Around the same time Zuaiter was in Kuwait in 1990, Joana – who has Lebanese, Scottish and Fijian ancestry – was in the region too, with her mother and grandmother. Unable to get out, the three women were eventually taken to Baghdad and held in a hotel with more than a dozen mainly British families. It was from there that Hussein made an infamous television appearance, explaining that they were being kept in order to prevent war.

Footage of the dictator ruffling one terrified-looking child’s hair went around the world. Joana, who was eventually released and made it to the UK as the last group of foreigners out of Iraq, was one of the hostages standing behind him.

“Yeah that’s funny – well, now it seems it, but at the time they were all worried about worst-case scenarios. Her mother even cut Joana’s hair really short and put a pillow under her shirt, to disguise the fact she was a girl, as she feared what might happen to her. They were terrified.”

Given recent global events, Zuaiter worries for the immediate future of the Middle East. “I fear things could get worse again, unfortunately. We say it in the show, but this is the cradle of civilisation, Iraq, Syria, Iran. Civilisation then spread to the rest of the world but the irony is that conflict is always coming back to that region, which I find so sad,” he says.

“People in the US are confused by what’s going on. But as somebody who’s been in the States for a while, it seems like it’s a war machine. Like every 10 years or so there has to be a war.”
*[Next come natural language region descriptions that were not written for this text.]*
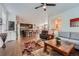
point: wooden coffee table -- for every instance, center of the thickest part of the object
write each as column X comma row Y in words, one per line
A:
column 64, row 48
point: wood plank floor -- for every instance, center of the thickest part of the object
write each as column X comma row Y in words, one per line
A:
column 14, row 48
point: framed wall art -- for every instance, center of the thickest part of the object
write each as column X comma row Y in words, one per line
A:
column 74, row 22
column 0, row 21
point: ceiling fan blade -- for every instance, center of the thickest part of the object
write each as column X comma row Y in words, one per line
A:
column 48, row 4
column 38, row 6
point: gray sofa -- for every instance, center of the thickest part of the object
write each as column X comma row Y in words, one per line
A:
column 72, row 37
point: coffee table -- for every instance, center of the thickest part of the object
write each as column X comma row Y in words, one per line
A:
column 64, row 49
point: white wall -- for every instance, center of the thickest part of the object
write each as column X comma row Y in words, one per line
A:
column 66, row 16
column 7, row 16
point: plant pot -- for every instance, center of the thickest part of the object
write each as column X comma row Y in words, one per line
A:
column 58, row 42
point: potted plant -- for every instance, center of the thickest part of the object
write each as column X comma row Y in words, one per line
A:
column 3, row 37
column 58, row 41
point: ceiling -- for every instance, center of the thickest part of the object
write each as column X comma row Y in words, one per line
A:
column 37, row 16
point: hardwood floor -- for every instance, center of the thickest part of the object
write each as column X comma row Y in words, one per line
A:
column 14, row 48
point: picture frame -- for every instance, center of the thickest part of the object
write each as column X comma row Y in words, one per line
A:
column 11, row 25
column 0, row 21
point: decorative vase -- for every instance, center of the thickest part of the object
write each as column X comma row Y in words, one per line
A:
column 58, row 41
column 3, row 37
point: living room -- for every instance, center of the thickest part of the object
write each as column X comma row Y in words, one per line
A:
column 39, row 24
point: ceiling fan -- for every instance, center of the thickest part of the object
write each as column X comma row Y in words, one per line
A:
column 44, row 5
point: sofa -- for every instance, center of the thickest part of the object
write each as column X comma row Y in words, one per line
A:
column 72, row 37
column 44, row 34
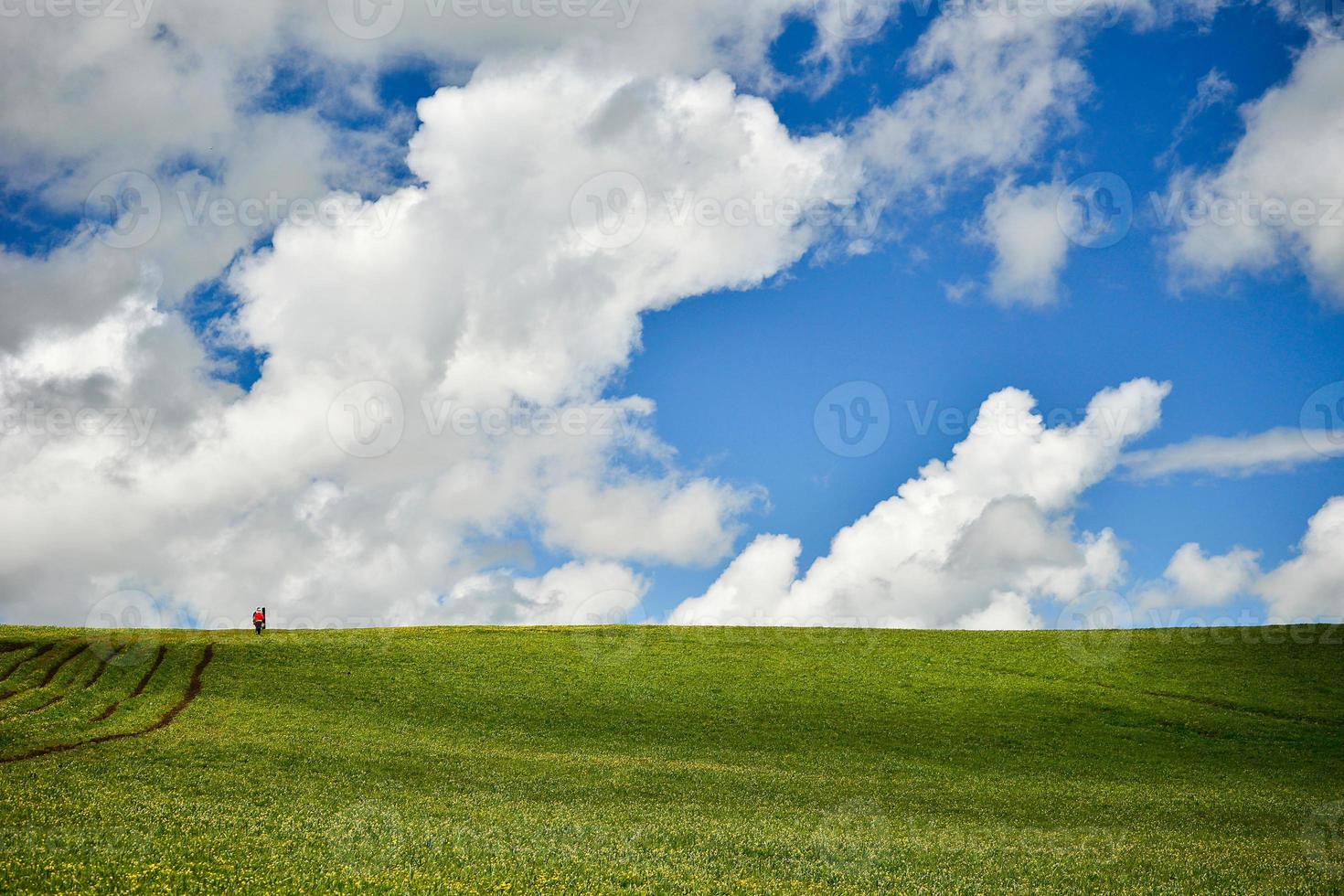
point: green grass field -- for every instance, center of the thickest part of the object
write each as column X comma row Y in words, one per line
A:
column 671, row 761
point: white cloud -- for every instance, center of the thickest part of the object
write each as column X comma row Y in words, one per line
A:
column 1312, row 583
column 1194, row 578
column 1277, row 449
column 1307, row 587
column 589, row 592
column 1029, row 246
column 1281, row 194
column 971, row 541
column 480, row 295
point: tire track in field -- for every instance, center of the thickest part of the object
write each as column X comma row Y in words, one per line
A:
column 191, row 693
column 1211, row 703
column 102, row 667
column 63, row 693
column 45, row 649
column 56, row 670
column 51, row 673
column 140, row 688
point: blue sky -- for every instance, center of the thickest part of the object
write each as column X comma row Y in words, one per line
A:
column 735, row 372
column 1243, row 357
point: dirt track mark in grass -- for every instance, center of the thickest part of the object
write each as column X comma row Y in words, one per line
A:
column 140, row 688
column 102, row 667
column 1232, row 707
column 1212, row 703
column 43, row 650
column 56, row 670
column 191, row 693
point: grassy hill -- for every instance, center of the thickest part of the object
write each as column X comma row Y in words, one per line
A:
column 672, row 759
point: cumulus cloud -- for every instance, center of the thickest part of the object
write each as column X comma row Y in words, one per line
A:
column 1194, row 578
column 1309, row 586
column 1312, row 583
column 488, row 294
column 1280, row 197
column 589, row 592
column 971, row 541
column 1281, row 449
column 1029, row 246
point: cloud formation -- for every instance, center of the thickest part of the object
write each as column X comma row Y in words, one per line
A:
column 976, row 541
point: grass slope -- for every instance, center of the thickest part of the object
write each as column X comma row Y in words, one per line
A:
column 671, row 759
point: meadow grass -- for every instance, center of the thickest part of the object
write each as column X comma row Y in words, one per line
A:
column 659, row 759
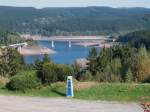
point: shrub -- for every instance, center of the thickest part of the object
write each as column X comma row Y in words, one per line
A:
column 23, row 81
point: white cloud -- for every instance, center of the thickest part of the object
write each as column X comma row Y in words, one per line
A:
column 70, row 3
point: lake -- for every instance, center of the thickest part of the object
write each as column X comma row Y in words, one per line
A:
column 63, row 55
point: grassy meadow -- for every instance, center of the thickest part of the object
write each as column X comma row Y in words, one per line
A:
column 90, row 91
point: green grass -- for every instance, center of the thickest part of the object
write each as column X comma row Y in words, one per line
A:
column 115, row 92
column 105, row 91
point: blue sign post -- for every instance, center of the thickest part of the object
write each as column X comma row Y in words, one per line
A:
column 69, row 90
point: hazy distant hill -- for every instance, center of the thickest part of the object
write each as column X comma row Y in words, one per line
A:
column 76, row 21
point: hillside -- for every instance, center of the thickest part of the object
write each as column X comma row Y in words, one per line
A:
column 137, row 38
column 75, row 21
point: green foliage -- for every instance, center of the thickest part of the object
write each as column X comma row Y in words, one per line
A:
column 137, row 39
column 115, row 92
column 7, row 37
column 24, row 81
column 129, row 76
column 120, row 64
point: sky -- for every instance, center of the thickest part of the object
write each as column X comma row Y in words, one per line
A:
column 75, row 3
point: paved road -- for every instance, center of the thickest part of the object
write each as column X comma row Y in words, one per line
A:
column 36, row 104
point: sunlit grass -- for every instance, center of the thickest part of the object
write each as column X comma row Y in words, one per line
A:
column 103, row 91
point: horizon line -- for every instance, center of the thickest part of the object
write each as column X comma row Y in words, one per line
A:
column 72, row 7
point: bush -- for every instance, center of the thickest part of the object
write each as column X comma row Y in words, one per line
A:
column 23, row 81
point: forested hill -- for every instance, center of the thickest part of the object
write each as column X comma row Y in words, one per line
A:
column 75, row 21
column 137, row 39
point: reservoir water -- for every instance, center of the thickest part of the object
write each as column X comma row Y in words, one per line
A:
column 63, row 55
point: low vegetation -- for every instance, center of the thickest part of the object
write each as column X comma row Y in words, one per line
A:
column 104, row 91
column 119, row 73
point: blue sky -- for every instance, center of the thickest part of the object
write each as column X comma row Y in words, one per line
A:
column 76, row 3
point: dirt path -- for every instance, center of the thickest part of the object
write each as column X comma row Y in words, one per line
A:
column 36, row 104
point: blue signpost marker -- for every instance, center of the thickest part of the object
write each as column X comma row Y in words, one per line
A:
column 69, row 91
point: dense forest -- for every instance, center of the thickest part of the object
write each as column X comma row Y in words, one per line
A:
column 74, row 21
column 8, row 37
column 137, row 39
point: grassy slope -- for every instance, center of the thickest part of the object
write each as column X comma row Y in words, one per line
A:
column 110, row 92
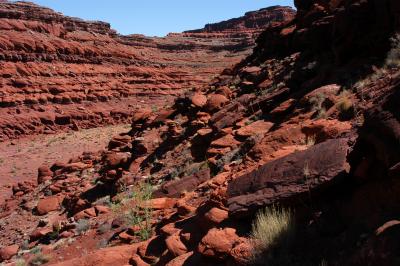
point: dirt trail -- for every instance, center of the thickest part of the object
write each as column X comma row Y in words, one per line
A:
column 20, row 159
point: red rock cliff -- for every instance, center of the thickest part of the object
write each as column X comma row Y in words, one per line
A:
column 59, row 72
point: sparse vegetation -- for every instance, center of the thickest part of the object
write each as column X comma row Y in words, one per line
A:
column 272, row 232
column 20, row 262
column 345, row 104
column 317, row 105
column 310, row 140
column 35, row 250
column 140, row 214
column 82, row 226
column 393, row 56
column 154, row 108
column 306, row 172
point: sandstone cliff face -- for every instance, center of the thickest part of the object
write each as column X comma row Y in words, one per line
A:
column 297, row 124
column 59, row 72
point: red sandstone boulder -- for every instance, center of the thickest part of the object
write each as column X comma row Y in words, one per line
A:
column 218, row 243
column 257, row 128
column 136, row 260
column 44, row 174
column 48, row 204
column 175, row 245
column 216, row 216
column 290, row 177
column 7, row 253
column 183, row 259
column 215, row 102
column 199, row 100
column 189, row 183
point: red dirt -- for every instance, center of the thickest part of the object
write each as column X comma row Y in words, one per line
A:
column 51, row 66
column 308, row 122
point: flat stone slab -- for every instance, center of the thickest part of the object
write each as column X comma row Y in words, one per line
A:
column 289, row 178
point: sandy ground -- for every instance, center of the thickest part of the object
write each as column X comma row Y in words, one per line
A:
column 20, row 159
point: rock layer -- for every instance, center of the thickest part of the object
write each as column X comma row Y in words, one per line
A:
column 61, row 72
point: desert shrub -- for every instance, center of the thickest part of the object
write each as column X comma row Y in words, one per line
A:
column 345, row 105
column 317, row 105
column 104, row 228
column 393, row 56
column 82, row 226
column 310, row 140
column 20, row 262
column 35, row 250
column 39, row 259
column 140, row 214
column 272, row 233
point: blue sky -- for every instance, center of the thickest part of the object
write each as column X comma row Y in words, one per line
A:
column 157, row 17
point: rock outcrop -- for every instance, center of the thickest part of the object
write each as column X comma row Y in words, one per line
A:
column 59, row 72
column 308, row 123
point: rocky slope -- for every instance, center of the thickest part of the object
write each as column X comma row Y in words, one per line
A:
column 309, row 122
column 59, row 72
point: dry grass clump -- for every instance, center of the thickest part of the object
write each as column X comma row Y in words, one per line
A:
column 39, row 259
column 272, row 232
column 393, row 56
column 345, row 105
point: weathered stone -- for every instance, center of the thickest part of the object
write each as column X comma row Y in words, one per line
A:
column 290, row 177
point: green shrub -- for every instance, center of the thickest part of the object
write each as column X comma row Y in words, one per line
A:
column 82, row 226
column 272, row 232
column 393, row 56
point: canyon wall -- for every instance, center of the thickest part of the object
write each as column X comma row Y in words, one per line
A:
column 58, row 72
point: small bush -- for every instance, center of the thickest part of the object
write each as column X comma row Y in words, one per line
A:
column 272, row 232
column 345, row 105
column 20, row 262
column 317, row 105
column 140, row 214
column 310, row 140
column 35, row 250
column 393, row 56
column 82, row 226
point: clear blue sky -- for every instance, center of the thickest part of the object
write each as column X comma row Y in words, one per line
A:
column 157, row 17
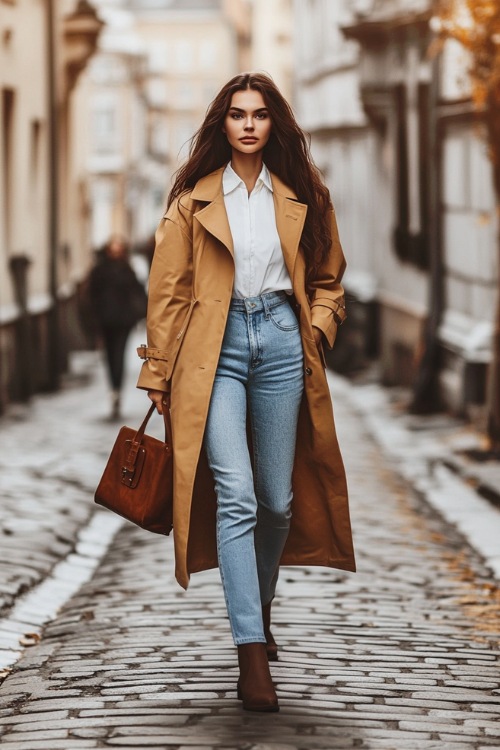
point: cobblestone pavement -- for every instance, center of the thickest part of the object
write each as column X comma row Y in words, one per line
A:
column 402, row 655
column 52, row 452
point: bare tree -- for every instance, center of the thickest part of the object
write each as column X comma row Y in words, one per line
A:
column 475, row 24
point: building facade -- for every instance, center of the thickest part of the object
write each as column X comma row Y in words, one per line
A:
column 272, row 42
column 43, row 48
column 192, row 50
column 397, row 139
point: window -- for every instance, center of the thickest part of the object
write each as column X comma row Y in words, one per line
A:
column 183, row 56
column 105, row 125
column 208, row 54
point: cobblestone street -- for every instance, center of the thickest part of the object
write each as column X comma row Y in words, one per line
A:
column 403, row 654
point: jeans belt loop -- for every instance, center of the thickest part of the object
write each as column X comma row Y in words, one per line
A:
column 265, row 302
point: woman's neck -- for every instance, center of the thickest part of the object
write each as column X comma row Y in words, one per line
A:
column 248, row 167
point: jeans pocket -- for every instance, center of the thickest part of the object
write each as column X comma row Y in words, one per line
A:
column 283, row 317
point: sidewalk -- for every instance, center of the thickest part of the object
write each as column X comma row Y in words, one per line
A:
column 402, row 655
column 52, row 454
column 429, row 452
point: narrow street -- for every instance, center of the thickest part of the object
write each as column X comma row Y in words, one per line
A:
column 402, row 655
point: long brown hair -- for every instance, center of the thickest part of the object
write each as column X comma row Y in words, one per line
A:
column 286, row 154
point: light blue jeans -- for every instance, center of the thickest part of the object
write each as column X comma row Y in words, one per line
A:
column 260, row 377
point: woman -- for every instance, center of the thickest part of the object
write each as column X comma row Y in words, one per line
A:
column 118, row 301
column 244, row 291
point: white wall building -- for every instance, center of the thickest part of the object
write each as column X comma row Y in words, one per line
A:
column 396, row 140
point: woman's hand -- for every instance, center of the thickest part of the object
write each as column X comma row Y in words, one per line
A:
column 159, row 398
column 318, row 333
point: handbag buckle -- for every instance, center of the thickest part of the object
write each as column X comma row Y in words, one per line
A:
column 127, row 476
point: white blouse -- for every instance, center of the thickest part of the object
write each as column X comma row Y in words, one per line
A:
column 258, row 257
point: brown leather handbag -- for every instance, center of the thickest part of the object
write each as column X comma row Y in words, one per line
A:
column 137, row 482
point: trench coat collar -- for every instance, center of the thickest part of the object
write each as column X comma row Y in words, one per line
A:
column 290, row 214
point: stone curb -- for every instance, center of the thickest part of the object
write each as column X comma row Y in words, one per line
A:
column 426, row 459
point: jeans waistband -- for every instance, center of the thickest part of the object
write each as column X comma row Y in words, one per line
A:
column 258, row 304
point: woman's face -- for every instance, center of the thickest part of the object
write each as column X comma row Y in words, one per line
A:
column 247, row 124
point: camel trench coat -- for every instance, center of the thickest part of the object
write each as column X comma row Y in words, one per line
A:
column 190, row 291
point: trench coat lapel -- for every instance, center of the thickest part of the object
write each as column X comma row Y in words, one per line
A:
column 290, row 218
column 290, row 214
column 213, row 217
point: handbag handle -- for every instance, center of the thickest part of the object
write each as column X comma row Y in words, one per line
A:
column 166, row 419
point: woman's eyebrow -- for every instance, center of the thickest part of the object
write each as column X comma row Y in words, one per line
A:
column 237, row 109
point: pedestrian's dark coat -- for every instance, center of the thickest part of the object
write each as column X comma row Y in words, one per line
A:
column 190, row 290
column 116, row 296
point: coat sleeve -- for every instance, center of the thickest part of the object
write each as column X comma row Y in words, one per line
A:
column 169, row 300
column 326, row 291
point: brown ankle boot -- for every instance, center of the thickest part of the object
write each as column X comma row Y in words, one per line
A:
column 255, row 686
column 271, row 646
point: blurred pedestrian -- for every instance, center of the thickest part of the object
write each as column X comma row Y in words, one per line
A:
column 118, row 301
column 244, row 292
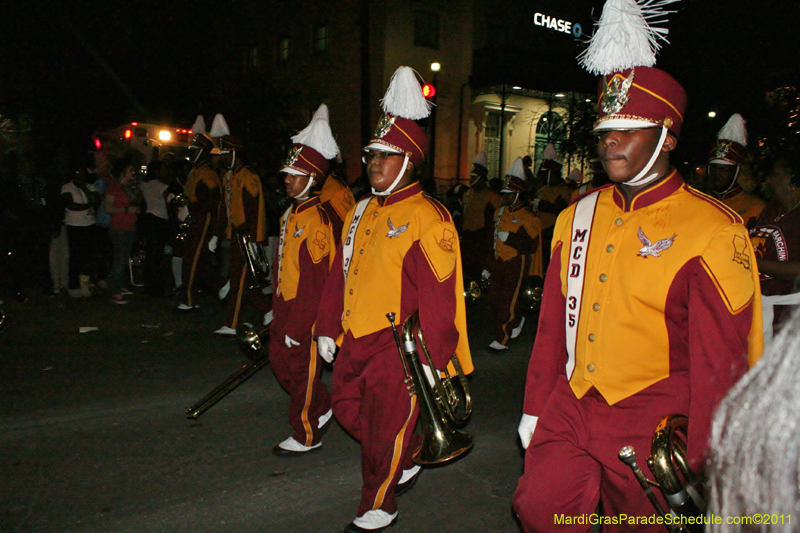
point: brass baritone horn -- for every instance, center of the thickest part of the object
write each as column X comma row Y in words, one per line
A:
column 255, row 256
column 667, row 461
column 438, row 403
column 254, row 345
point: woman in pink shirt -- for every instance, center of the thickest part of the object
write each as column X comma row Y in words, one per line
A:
column 123, row 210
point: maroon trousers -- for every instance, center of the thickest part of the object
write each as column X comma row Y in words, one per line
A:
column 197, row 264
column 240, row 293
column 298, row 371
column 503, row 295
column 371, row 402
column 572, row 462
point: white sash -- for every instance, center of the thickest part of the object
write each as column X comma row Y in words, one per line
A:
column 496, row 225
column 282, row 240
column 349, row 242
column 578, row 248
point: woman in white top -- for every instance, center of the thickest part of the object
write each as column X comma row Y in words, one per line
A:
column 80, row 201
column 155, row 227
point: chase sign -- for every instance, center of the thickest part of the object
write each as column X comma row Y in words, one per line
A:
column 553, row 23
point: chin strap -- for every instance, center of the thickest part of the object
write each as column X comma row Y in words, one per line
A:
column 391, row 187
column 304, row 194
column 733, row 181
column 642, row 178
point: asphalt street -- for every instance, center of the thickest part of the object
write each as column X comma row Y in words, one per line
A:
column 93, row 436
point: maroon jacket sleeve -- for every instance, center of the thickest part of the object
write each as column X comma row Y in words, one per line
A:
column 305, row 303
column 549, row 355
column 250, row 204
column 436, row 304
column 331, row 303
column 717, row 356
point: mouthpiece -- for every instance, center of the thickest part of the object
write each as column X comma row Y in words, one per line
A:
column 627, row 455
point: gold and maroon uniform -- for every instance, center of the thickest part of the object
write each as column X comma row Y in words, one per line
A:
column 301, row 266
column 402, row 254
column 246, row 209
column 205, row 196
column 480, row 203
column 746, row 205
column 512, row 260
column 666, row 321
column 336, row 194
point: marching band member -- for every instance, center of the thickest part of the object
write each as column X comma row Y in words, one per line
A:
column 246, row 213
column 400, row 253
column 516, row 254
column 480, row 203
column 724, row 166
column 651, row 305
column 301, row 265
column 204, row 193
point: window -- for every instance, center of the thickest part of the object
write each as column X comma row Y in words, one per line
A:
column 491, row 144
column 283, row 49
column 426, row 29
column 321, row 35
column 550, row 129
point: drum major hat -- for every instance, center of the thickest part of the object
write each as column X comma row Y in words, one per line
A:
column 731, row 142
column 312, row 148
column 515, row 178
column 632, row 93
column 403, row 105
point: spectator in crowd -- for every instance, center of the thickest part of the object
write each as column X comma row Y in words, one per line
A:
column 121, row 203
column 80, row 202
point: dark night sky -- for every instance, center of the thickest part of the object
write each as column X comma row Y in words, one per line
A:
column 87, row 66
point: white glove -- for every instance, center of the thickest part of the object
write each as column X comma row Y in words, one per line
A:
column 526, row 426
column 428, row 374
column 290, row 342
column 326, row 348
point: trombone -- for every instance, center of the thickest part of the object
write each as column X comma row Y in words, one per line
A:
column 254, row 345
column 438, row 402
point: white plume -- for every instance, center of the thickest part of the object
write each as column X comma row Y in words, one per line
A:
column 734, row 130
column 516, row 169
column 404, row 97
column 219, row 128
column 318, row 135
column 623, row 37
column 199, row 126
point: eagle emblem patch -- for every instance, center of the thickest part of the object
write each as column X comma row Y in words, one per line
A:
column 616, row 95
column 294, row 154
column 651, row 249
column 384, row 126
column 395, row 232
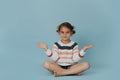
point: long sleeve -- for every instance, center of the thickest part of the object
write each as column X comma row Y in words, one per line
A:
column 77, row 54
column 53, row 54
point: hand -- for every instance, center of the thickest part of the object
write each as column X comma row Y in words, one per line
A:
column 88, row 46
column 42, row 45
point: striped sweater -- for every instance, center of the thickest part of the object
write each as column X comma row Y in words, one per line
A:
column 65, row 54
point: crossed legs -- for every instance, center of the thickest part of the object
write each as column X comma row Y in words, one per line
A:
column 58, row 71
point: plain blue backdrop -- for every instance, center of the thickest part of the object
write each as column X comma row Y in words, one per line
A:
column 23, row 23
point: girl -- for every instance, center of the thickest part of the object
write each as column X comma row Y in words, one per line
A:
column 65, row 53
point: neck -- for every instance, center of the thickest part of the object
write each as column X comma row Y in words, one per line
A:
column 65, row 41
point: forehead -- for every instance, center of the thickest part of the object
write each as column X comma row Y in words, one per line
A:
column 64, row 28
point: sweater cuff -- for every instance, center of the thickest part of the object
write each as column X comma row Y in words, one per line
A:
column 82, row 52
column 48, row 52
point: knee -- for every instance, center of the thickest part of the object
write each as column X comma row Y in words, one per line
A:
column 87, row 65
column 46, row 64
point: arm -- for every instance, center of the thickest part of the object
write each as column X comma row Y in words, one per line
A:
column 78, row 55
column 53, row 54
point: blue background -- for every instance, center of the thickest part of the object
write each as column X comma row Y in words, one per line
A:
column 23, row 23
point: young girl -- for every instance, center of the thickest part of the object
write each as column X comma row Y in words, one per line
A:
column 65, row 53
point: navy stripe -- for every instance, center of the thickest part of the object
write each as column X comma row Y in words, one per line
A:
column 65, row 47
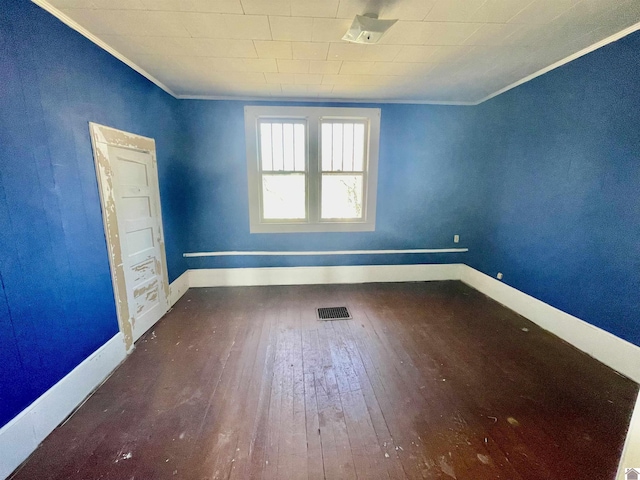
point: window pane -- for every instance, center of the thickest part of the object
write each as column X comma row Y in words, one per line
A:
column 341, row 196
column 283, row 197
column 347, row 148
column 300, row 147
column 327, row 140
column 288, row 147
column 358, row 147
column 336, row 165
column 278, row 147
column 265, row 146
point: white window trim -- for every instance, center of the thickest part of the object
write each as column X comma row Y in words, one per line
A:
column 312, row 116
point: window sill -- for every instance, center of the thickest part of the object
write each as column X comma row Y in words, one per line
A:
column 313, row 227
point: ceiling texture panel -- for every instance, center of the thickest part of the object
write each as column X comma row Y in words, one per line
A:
column 439, row 51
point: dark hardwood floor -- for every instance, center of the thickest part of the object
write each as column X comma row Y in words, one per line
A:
column 428, row 380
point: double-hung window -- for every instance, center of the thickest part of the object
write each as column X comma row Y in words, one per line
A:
column 312, row 169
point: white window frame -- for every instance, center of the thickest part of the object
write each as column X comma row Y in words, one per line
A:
column 312, row 117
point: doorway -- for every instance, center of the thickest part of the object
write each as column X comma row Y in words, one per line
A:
column 127, row 174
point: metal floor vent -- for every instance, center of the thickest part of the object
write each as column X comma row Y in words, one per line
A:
column 334, row 313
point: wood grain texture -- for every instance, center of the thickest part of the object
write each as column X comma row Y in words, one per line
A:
column 429, row 380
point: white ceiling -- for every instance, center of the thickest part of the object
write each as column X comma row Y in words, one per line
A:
column 450, row 51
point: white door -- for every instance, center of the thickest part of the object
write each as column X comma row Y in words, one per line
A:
column 126, row 167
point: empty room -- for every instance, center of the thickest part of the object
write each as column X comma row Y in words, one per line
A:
column 319, row 239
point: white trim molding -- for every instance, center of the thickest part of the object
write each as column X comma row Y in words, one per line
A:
column 564, row 61
column 44, row 4
column 613, row 351
column 321, row 252
column 70, row 22
column 631, row 451
column 229, row 277
column 22, row 435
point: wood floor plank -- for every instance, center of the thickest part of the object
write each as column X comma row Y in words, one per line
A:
column 428, row 380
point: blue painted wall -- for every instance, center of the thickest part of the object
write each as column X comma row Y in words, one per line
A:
column 562, row 162
column 427, row 189
column 56, row 299
column 542, row 183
He intends to play his part in an image change. Now that television executives have seemingly investigated every crime in Scandinavia, Baghdad Central, which is based on a novel of the same name by US author Elliot Cola, is arguably the first ‘Middle Eastern noir’. It was part of the appeal for Zuaiter: telling a universal whodunnit story that just so happens to be set in Iraq, and shows how similar, rather than different, the Middle East is from the West. After enough drama in his own life, TV’s newest detective can’t wait to tell it.